Rig pulou de volta do jeep e se dirigiu ao grupo onde Zero e Daw estavam no meio de uma discussão acalorada. Ele não podia se concentrar nisso, em vez disso, se perguntava o que Hades faria com a garota, o que ele faria com a garota. Ele não era do tipo que levava uma violação levianamente. Na verdade, ele provavelmente seria violento até mesmo com os infratores mais leves. Ele estremeceu ao pensar nisso.

"Devíamos tê-la colocado de volta," Daw insistiu, dando vários passos em direção a Zero, "Por que relatar isso? O que Hades não sabe, não nos mata!"

"Isso é cruel," Zero ofegou, "Ela é tão pequena. E se você visse dentro daquela casa, não desejaria isso a ninguém."

"Não é protocolo ignorar uma descoberta," Brazz interveio, "Então foi relatado e isso é final. Imagine se nosso rei descobrisse isso por conta própria e se perguntasse por que nunca foi informado? Você acha que a morte é o pior que ele pode fazer, Daw?"

Isso interrompeu a discussão. E ambos se afastaram um do outro.

"Rig. Coloque a garota na parte de trás do jeep, vamos embora," Brazz ordenou, "Já perturbamos casas suficientes esta noite."

Rig levantou o corpo dela e ficou novamente chocado com o quão pequena ela era. De perto, sua beleza era ainda mais difícil de negar e ele não pôde deixar de se sentir inclinado a ser gentil com ela.

Bastaram alguns passos longos para alcançar o veículo e, com uma mão segurando-a no lugar, ele abaixou a tampa traseira.

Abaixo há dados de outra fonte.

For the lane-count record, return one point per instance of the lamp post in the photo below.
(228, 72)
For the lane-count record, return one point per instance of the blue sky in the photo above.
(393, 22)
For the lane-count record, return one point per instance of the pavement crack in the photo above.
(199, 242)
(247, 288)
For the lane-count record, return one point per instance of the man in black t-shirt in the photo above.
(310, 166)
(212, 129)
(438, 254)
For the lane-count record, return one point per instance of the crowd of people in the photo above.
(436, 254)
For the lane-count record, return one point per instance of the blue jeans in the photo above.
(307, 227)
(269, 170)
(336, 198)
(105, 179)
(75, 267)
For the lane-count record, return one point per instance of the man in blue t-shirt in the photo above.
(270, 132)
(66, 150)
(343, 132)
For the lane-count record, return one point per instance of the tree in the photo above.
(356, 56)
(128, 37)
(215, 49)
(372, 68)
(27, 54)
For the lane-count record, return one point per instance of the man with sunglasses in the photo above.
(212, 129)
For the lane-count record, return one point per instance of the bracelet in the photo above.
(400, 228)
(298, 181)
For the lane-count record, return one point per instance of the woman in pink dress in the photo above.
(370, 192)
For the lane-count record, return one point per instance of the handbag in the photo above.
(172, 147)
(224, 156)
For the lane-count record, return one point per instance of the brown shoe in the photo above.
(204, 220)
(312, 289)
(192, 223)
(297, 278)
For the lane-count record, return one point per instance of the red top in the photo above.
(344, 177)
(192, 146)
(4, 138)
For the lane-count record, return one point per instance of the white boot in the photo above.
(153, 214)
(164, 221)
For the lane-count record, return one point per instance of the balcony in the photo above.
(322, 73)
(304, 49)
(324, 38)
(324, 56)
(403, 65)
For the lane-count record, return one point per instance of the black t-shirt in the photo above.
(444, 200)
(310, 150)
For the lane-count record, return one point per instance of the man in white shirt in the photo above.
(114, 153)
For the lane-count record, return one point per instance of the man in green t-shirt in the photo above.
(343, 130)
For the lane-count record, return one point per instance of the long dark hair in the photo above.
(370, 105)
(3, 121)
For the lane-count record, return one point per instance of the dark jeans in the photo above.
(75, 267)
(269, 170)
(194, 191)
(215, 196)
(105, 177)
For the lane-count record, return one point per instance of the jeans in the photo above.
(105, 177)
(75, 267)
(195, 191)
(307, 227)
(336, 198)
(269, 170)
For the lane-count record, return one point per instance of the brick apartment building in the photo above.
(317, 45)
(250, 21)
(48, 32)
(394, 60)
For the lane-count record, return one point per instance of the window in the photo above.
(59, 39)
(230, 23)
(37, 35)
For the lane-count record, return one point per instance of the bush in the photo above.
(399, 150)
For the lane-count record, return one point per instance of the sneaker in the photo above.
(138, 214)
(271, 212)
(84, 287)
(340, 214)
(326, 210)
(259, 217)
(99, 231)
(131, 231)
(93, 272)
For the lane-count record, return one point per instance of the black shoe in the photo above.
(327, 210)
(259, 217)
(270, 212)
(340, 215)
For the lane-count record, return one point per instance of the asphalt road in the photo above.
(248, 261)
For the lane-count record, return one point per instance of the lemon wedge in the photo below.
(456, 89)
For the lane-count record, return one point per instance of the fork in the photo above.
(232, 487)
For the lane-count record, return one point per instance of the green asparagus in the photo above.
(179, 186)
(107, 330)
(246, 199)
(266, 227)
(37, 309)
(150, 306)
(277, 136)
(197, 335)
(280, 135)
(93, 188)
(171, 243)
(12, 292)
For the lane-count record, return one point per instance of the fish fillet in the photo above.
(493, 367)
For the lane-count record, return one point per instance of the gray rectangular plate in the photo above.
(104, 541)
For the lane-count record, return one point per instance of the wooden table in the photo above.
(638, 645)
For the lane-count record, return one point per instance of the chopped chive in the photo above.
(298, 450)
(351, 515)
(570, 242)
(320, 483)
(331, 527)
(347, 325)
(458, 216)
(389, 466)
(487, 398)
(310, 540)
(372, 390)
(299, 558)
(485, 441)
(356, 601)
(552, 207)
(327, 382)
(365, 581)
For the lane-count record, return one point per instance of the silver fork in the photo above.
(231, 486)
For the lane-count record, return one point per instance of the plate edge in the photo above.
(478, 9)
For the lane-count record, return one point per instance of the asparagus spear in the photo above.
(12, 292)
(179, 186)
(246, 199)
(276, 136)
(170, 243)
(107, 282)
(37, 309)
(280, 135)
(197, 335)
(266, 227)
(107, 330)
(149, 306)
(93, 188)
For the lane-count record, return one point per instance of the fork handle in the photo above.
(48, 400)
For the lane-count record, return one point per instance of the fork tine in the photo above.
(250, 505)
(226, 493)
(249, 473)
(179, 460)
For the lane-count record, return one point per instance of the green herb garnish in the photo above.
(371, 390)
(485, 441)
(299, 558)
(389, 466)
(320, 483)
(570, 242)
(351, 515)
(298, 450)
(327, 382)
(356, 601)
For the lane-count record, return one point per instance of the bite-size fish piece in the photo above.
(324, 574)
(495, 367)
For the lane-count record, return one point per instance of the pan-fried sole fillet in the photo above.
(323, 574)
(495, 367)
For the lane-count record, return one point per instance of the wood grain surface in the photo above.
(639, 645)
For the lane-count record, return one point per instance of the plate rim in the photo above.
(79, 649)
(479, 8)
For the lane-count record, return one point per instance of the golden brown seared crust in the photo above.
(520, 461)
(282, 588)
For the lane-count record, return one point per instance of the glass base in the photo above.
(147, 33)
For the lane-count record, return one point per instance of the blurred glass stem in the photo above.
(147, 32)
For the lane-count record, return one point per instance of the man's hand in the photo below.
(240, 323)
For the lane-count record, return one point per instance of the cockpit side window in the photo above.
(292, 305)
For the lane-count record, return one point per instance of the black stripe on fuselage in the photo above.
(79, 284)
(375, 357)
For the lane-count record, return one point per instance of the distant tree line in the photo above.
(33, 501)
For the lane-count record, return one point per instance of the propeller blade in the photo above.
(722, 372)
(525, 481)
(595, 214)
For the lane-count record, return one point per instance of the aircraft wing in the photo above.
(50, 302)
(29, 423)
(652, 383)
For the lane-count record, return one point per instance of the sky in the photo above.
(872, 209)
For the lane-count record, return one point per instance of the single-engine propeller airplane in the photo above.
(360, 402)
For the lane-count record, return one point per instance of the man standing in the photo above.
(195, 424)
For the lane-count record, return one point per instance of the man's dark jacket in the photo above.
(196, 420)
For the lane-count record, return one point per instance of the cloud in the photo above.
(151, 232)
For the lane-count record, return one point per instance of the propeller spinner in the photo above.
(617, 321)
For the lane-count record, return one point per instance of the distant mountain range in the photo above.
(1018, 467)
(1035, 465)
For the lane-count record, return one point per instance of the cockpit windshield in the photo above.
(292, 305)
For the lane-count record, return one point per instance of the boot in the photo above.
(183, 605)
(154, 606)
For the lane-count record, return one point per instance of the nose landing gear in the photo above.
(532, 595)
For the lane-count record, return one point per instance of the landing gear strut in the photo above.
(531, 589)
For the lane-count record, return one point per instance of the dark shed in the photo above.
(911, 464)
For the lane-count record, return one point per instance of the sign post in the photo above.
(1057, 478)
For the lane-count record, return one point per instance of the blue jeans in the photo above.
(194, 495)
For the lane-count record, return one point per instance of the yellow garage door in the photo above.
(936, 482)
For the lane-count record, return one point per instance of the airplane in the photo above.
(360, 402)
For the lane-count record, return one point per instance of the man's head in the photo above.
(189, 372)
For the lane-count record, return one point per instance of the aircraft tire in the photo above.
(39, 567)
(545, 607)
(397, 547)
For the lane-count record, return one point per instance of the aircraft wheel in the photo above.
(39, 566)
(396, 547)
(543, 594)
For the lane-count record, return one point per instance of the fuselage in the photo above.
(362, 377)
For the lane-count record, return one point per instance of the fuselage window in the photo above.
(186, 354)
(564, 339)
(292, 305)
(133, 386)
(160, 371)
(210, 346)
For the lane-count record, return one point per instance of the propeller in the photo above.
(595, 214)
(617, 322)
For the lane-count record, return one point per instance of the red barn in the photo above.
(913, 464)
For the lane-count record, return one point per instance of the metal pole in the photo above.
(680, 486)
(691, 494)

Com um movimento pequeno, mas gentil, ele a depositou na área acolchoada entre os assentos e fechou a tampa. Um a um, eles contornaram a pequena figura dela para se acomodarem nos assentos traseiros, e Brazz pulou no banco da frente. Ninguém tinha a menor ideia do que fazer a partir daquele ponto, mas sabiam, sem dúvida, que seria uma longa noite.